MGI, based in Paris, said the takeover positioned it in a "new high-growth market" that is forecast to be worth $300bn in a few years.
Ceradrop in Limoges was launched seven years ago by members of the noted laboratory Centre National de la Recherché Scientifique.
It develops kit for printing 2D and 3D-ceramic and organic electronic components with high added-value. These include antennas, organic light emitting diode display screens, electronic chip cards, solar cells, RFID tags, and biomedical sensors.
Customers include advanced scientific laboratories and industrial groups such as Gemalto, DisaSolar and Thales, as well as American universities such as Northwestern.
An important high-growth market includes printed displays for the industrial and third generation printed solar panels.
The team of 15 doctors, engineers and technicians is currently working on printed fuel cells using inkjets and a project involving printed ceramic magnetic components.

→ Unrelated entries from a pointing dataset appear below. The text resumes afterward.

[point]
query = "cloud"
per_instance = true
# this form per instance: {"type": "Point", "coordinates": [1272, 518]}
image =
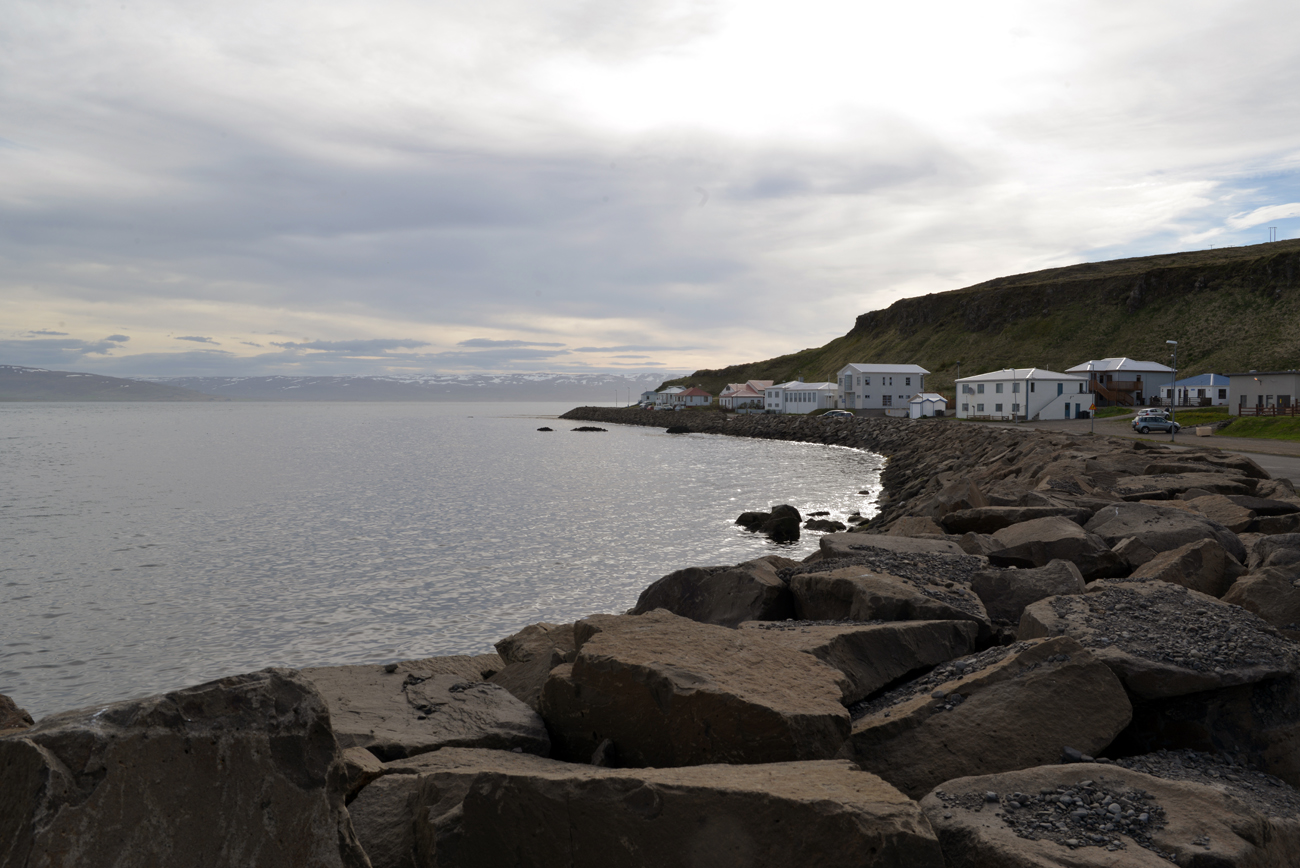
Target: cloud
{"type": "Point", "coordinates": [1264, 215]}
{"type": "Point", "coordinates": [368, 347]}
{"type": "Point", "coordinates": [485, 342]}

The printed electronics' market, worth $9.4bn in 2012, is forecast to grow to more than $40bn in 2020 and $300bn by 2030.

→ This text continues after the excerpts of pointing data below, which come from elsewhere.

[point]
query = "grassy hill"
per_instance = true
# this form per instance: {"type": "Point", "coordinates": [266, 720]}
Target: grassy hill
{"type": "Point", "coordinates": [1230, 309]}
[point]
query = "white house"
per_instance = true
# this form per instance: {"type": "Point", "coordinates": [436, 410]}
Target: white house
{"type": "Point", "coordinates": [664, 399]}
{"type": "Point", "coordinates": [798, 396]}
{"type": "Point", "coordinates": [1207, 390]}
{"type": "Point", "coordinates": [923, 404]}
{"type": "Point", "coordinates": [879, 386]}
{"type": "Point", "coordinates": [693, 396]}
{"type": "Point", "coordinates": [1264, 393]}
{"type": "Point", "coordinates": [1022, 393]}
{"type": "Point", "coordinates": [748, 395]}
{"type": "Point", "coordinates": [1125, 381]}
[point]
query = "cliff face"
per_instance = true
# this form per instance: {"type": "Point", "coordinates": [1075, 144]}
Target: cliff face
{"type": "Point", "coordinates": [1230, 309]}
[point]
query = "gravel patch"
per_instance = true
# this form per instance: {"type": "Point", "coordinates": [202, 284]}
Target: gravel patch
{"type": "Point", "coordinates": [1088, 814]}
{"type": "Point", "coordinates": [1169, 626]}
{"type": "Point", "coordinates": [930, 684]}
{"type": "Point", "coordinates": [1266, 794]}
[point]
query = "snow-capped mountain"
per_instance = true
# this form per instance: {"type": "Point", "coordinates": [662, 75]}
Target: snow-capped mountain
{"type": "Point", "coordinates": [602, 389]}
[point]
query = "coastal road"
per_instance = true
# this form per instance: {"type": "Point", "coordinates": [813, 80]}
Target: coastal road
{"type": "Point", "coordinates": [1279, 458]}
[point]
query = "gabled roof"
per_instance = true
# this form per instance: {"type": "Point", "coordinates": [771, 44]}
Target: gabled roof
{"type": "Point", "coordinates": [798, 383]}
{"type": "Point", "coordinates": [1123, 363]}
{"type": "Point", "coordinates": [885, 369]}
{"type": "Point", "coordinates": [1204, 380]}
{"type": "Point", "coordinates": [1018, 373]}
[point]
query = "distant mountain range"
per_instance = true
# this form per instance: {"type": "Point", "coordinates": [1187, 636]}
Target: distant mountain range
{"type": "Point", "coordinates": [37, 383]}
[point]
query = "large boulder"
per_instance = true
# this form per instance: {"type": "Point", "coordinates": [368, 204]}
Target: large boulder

MGI vice president for marketing Kevin Abergel said: "We are still under blackout on acquisition costs, but we will help push Ceradrop to the next level: they do inkjets; we do inkjets, but the two are completely different. Printed electronics is in the early stages of commercial viability.
"We want to integrate a lot of the cool stuff they are doing into our machines – this is about bringing their technology into the graphic arts and seeing how we can get creative in different ways."
His uncle, MGI president Edmond Abergel, said: "With the explosion of printed electronics and 3D-printing, new opportunities are available. With the Ceradrop team we can establish a centre of excellence with exceptional and global expertise in the field of inkjet.
"Integrating Ceradrop will enable us not only to accelerate innovation in our current markets but also to position ourselves in these new markets for printed electronics and 3D-printing, which has been widely forecast to become mass market in the next five years."